Traveler tidbit: There are no in-park accommodations, other than your tent, in Canyonlands, so you'll mostly likely need to find lodgings in Moab.

RESOURCES

For detailed information, visit the Canyonlands National Park website. For park maps, visit this site.

FRIENDS ORGANIZATION

The mission of the Grand Canyon Trust is to protect and restore the Colorado Plateau — its spectacular landscapes, flowing rivers, clean air, diversity of plants and animals, and areas of beauty and solitude. Accomplishing that involves opposing mining that could threaten the canyon, working to protect public landscapes as far away as Arches and Canyonlands Nnational Parks, and involving tribes in the discussion of how best to resolve environmental issues.

Comments

Thank you -- this article was so helpful. We are planning a trip to Canyonlands in a few weeks. The area is so vast, with so much distance between park entrances, it's hard to plan if you don't have time to visit them all. This kind of information is exactly what I've been looking for. Thanks!


In the reading I've done, it seems to me the only way to see the Maze is via a three day jeep trip in some pretty rough terrain. Are there other avenues of seeing this part of the park?


At least one company offers a multi-day mountain bike trip through the Maze (http://www.bikeraft.com/expeditions/trips/biking/maze/the_trip.php3) and there are other multi-sport trips as well (http://www.escapeadventures.com/tours/multi_sport_tours/ut_maze_cataract...).


In the Needles district, 2 other worthwhile shorter hikes are the slickrock trail and pothole point trail. Also, some rock art along Devil's Lane rivals that in the Great Gallery.

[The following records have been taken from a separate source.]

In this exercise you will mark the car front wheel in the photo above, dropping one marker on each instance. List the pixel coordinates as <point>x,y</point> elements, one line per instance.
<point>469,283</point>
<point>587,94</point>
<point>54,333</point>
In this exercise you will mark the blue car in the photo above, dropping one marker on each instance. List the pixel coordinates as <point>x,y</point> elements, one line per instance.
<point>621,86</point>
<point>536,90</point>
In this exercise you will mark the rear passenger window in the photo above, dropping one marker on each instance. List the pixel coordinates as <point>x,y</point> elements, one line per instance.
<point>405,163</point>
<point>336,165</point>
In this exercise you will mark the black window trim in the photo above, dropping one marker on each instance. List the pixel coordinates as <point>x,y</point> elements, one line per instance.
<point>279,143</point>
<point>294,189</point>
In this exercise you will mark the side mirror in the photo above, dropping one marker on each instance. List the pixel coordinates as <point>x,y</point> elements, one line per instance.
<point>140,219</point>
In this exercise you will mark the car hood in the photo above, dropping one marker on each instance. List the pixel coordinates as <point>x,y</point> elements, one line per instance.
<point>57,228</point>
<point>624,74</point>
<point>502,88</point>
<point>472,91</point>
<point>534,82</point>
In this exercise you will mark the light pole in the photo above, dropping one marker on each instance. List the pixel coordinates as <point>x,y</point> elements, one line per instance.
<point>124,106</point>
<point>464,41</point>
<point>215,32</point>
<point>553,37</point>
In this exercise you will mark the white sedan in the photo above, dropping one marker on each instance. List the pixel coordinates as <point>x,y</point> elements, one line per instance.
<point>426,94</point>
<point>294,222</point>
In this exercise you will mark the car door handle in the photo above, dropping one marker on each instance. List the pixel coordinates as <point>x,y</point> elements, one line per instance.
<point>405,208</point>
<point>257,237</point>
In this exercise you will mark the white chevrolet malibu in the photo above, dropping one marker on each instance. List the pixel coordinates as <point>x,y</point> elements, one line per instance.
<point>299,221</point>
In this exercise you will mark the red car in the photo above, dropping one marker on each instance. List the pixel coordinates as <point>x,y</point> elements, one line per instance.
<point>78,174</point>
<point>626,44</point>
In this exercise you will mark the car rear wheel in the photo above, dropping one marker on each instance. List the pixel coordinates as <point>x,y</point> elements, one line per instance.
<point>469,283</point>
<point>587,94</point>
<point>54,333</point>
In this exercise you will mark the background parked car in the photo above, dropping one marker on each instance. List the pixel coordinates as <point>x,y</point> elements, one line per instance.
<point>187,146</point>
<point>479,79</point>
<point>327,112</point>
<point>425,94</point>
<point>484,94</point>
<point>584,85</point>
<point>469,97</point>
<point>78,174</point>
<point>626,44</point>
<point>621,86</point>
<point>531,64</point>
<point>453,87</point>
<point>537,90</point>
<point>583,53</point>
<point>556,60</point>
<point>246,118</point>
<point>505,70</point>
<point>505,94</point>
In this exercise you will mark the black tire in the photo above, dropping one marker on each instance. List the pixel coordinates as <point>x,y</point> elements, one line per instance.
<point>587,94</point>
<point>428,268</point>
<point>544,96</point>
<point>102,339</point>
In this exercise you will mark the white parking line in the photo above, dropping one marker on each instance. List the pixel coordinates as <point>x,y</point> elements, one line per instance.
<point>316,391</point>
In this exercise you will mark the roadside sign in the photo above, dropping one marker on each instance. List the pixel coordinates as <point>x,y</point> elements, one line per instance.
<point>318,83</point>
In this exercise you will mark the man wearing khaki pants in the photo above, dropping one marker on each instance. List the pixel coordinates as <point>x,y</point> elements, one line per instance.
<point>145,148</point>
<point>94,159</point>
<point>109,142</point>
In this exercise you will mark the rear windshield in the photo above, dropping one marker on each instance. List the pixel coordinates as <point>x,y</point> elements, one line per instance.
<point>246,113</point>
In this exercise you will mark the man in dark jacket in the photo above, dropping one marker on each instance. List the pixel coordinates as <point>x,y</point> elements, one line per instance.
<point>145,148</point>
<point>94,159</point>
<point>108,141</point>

BLM has a number of campgrounds along the Colorado river above and below Moab, although I don't think that any have drinking water, so bring your own. Moonflower campground a couple of miles outside of town on Kane Creek Rd. is my favorite, but it only has tent sites and fills up early.

Even better, think about camping in Manti-La Sal national forest. The La Sal mountain loop is worth the drive, and in late spring, summer, and early fall, the night temperatures up the mountain are much easier for sleeping. There are a couple of developed campgrounds with water and pit toilets, but many places where you can pull off the road and dry camp. [The "half loop", from Spanish Valley south of Moab but coming out through Sandy Flats instead of Castle Valley, is also nice, and driveable in a rental car even in march and November.]

There's also camping in the ranger district south of the road into the Needles district of CANY and west of Monticello. [If you go to the Needles District but do hotels instead of camping, Monticello has a couple of no-frills motels that are much closer to the Needles District, much cheaper than Moab hotels except in December-February, and much more likely to have vacancies even without reservations during the spring and summer. Just don't expect fine dining or the ability to buy beer.]

Fisher Towers is worth the 20 minute drive upstream from Moab, and the hour hike into the base of the spires.